Losing my religion?
  • chonakchonak
    Posts: 9,160
    The West has borrowed a lot from the Eastern churches (including the most important Marian feast days).
    Thanked by 2CharlesW Matilda
  • KARU27
    Posts: 184
    I can't resist posting obvious things from Wikipedia although they may not be 100% authoritative, they're often not bad:
    https://en.wikipedia.org/wiki/Paschal_greeting
    Thanked by 1Matilda
  • dad29
    Posts: 2,217
    for the aedification of his people


    Don't forget their sanctification, friend!!

    Having hung around with Greek Orthodox folks, and having LONG Roman experience, I agree with Chonak: "Christ is Risen" is definitely an Eastern greeting.

    Finally: one can also lose one's faith by entering a Catholic church for Mass and hearing what passes as 'church music' in that particular place. Or hearing Betsy One-Foot stomp out a demi-dance pedal accompaniment, or hearing a Tammy Wynette wannabee blast out a hymn or two with the 'country hook' intonation.
  • Don't forget their...
    A good reminder, dad29.
    However, for me there is a very thin line, if any at all, betwixt 'aedification' and 'sanctification'. Some would likely quibble with this position, and I could (with some effort) see some legitimacy in their their quibbling. However, as I see it, they are two sides of the same coin. Where one is, there will the other be.
  • mahrt
    Posts: 517
    I have found, in the face of the routine of performing music, that meditation on the texts we sing, even prayerfully reading a commentary on it, can bring it alive in performance. This even works for choirs.
  • dad29
    Posts: 2,217
    betwixt 'aedification' and 'sanctification'.
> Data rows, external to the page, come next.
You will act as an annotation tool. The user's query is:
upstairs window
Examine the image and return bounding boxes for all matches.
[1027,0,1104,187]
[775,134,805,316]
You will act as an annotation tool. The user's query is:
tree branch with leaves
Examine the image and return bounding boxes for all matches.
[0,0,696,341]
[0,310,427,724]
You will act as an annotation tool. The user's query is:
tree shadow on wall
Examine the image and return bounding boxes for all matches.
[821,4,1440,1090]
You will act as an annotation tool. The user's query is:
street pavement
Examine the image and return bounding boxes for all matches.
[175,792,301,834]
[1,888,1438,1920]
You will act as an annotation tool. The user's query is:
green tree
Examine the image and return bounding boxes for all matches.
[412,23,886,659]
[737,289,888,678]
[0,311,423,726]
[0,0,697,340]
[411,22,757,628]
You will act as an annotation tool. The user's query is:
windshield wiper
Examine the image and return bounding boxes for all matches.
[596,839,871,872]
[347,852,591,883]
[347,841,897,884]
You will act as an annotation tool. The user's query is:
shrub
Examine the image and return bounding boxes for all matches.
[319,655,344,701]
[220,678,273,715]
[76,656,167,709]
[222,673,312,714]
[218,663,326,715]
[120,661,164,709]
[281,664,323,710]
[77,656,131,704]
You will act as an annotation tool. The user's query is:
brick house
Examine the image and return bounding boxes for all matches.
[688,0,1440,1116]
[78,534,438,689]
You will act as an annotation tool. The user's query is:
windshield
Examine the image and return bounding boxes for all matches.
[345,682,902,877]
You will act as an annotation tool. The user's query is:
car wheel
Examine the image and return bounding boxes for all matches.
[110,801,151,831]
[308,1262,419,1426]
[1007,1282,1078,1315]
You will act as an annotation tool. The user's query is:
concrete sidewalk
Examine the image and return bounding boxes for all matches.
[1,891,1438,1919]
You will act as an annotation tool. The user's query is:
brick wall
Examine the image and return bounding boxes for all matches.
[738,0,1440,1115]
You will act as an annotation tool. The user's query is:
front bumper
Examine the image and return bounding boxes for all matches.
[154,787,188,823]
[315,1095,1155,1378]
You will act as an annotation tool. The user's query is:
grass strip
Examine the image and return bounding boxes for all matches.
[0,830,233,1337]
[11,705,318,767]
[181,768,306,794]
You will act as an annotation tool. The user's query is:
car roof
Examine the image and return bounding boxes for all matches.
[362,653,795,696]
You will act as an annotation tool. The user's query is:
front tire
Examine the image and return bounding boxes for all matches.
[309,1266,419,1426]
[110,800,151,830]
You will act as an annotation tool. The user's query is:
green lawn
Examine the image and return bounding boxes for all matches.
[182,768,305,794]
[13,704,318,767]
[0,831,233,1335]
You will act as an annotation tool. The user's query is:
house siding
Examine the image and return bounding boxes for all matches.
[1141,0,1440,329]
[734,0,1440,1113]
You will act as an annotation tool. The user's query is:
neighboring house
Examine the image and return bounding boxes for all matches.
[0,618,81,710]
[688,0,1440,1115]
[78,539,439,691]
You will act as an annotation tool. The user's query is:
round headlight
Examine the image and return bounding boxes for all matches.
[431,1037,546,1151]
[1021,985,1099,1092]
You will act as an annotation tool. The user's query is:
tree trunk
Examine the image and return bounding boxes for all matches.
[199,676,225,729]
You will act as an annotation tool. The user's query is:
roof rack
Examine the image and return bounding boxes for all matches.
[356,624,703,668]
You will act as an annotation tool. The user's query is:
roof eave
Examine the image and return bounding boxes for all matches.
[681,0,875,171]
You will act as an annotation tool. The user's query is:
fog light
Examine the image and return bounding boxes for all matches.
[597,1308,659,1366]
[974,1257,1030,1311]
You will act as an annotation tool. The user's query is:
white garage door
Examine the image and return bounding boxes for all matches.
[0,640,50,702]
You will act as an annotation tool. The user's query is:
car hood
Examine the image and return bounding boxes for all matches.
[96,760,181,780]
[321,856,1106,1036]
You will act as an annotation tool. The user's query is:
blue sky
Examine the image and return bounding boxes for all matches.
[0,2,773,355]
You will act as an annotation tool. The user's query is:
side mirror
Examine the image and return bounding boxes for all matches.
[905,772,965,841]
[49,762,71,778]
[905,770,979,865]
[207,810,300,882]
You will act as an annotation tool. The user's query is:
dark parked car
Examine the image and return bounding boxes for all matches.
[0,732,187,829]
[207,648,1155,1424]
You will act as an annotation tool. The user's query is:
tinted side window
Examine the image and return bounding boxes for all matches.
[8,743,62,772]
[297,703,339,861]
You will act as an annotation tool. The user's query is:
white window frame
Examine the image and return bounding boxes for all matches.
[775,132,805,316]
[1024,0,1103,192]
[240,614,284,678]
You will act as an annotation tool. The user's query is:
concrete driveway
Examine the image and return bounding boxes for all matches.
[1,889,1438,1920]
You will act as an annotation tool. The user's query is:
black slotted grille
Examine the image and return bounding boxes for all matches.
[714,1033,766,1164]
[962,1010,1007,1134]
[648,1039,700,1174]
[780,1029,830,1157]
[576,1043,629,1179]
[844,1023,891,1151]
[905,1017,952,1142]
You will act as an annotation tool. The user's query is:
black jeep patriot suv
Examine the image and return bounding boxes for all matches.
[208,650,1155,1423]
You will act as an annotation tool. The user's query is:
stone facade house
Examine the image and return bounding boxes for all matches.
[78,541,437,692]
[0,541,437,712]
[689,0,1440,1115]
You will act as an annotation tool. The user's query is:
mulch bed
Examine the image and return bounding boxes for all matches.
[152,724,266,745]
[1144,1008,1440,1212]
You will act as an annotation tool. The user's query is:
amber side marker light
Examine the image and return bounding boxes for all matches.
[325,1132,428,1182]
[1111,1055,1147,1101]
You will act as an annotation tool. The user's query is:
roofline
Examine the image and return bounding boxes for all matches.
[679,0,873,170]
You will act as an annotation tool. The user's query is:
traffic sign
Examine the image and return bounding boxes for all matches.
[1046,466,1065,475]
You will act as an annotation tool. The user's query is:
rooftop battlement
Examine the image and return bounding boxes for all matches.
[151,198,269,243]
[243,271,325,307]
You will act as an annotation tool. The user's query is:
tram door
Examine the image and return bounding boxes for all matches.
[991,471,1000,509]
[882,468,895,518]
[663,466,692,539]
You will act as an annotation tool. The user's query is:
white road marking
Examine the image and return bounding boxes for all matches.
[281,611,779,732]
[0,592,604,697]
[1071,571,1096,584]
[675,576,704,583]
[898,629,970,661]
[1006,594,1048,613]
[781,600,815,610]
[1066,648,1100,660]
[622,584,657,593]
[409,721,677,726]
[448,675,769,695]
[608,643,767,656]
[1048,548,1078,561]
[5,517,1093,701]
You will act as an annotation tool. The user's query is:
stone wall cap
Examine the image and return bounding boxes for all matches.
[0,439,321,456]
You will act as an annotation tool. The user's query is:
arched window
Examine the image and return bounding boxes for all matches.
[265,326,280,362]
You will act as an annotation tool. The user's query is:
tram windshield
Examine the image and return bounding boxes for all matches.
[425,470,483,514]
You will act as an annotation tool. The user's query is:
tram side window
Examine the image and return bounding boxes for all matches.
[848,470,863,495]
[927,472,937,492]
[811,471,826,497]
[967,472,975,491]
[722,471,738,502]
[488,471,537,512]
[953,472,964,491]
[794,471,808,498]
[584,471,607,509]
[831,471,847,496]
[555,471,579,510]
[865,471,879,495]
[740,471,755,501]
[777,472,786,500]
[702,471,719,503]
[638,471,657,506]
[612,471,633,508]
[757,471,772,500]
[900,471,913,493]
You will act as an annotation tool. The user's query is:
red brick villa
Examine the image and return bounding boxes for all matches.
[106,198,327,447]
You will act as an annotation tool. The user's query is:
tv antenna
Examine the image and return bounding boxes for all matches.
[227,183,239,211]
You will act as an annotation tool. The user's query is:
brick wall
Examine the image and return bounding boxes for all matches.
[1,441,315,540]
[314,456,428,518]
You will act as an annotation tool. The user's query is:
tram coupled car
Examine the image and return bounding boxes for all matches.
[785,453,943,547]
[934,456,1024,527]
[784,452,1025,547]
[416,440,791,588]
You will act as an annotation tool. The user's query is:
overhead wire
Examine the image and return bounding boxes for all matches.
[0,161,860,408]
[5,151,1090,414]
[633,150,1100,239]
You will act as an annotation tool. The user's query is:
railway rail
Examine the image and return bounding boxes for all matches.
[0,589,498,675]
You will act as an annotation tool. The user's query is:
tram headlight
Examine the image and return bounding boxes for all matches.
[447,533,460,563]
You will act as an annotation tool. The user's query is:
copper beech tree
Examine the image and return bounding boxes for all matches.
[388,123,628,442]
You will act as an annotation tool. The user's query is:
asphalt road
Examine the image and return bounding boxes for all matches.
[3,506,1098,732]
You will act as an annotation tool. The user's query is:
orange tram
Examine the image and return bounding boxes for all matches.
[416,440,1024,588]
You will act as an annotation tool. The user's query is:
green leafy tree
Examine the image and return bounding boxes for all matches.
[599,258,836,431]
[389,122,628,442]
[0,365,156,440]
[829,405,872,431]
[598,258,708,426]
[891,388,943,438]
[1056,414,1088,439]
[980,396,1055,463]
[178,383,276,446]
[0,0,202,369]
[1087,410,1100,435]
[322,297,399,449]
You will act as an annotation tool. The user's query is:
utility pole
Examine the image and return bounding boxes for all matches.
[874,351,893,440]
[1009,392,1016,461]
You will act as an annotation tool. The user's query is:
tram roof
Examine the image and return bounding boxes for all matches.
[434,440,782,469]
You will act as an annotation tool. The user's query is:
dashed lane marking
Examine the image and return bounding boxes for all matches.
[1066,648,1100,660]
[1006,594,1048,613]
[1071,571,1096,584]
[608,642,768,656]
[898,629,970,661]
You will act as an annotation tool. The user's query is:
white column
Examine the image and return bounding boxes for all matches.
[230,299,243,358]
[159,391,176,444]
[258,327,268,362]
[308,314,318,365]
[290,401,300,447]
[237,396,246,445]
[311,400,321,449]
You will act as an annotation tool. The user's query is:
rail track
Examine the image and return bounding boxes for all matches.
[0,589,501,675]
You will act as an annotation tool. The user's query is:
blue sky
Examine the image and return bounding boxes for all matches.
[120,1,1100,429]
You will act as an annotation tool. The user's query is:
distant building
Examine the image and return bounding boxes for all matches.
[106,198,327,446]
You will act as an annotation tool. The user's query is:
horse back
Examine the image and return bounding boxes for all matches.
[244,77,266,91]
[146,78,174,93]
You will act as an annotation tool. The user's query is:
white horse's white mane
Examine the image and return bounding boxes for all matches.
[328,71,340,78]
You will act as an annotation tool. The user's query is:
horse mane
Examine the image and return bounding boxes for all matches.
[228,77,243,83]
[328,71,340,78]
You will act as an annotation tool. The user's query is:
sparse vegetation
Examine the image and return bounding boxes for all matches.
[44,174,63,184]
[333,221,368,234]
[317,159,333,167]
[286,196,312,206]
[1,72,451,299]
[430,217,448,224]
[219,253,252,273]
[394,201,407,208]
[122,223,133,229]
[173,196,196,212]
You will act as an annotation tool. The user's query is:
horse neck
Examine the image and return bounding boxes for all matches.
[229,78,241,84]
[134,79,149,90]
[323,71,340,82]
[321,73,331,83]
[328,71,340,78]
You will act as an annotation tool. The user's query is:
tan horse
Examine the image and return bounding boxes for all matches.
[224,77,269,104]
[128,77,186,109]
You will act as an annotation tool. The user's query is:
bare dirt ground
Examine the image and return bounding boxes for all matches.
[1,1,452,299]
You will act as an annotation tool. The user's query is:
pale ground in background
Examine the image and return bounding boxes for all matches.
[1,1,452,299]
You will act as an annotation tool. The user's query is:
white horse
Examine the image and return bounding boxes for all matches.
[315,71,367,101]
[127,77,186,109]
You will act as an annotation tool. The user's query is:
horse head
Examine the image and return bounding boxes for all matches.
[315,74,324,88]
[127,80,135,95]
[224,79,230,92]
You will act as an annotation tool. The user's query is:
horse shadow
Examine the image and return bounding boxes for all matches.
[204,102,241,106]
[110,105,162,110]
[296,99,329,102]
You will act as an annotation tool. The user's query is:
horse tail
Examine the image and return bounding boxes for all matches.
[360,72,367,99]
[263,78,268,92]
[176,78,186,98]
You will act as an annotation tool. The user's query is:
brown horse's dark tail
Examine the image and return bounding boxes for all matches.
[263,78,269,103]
    There's a rough parallel to "....(raising the) 'minds' and 'hearts' (of the people to God)". IOW, it is essential that the music engage both 'mind'/aedification AND 'heart'/sanctification. One without the other produces a deformity, or is the result of a deformity.

    Much of the current crop of ...ahhh....'music' is all sweetness with no 'bite' of intellectual rigor. That is usually the case with pops-like 'church' music; see, e.g., "Mother Dear O Pray for Me."

    Like the poor, perhaps this will always be with us, too.
  • mmeladirectress
    Posts: 1,076
    >>meditation on the texts we sing, even prayerfully reading a commentary on it, can bring it alive in performance. This even works for choirs.

    Quite right! I once had an organist who was practicing a solo of O Haupt voll Blut und Wunden at speed.
    I asked, you just got back from Europe, didn't you? Did you by any chance go the Louvre, and see the Ecce Homo ?
    "Yes! It was so beautiful."
    I said, close your eyes, and see it again. I counted to maybe ten and said, now play.
    What a transformation.
  • Richard MixRichard Mix
    Posts: 2,768
    Reni's is the most copied, but the Louvre's search engine of course has 11 results for an "ecce homo" search.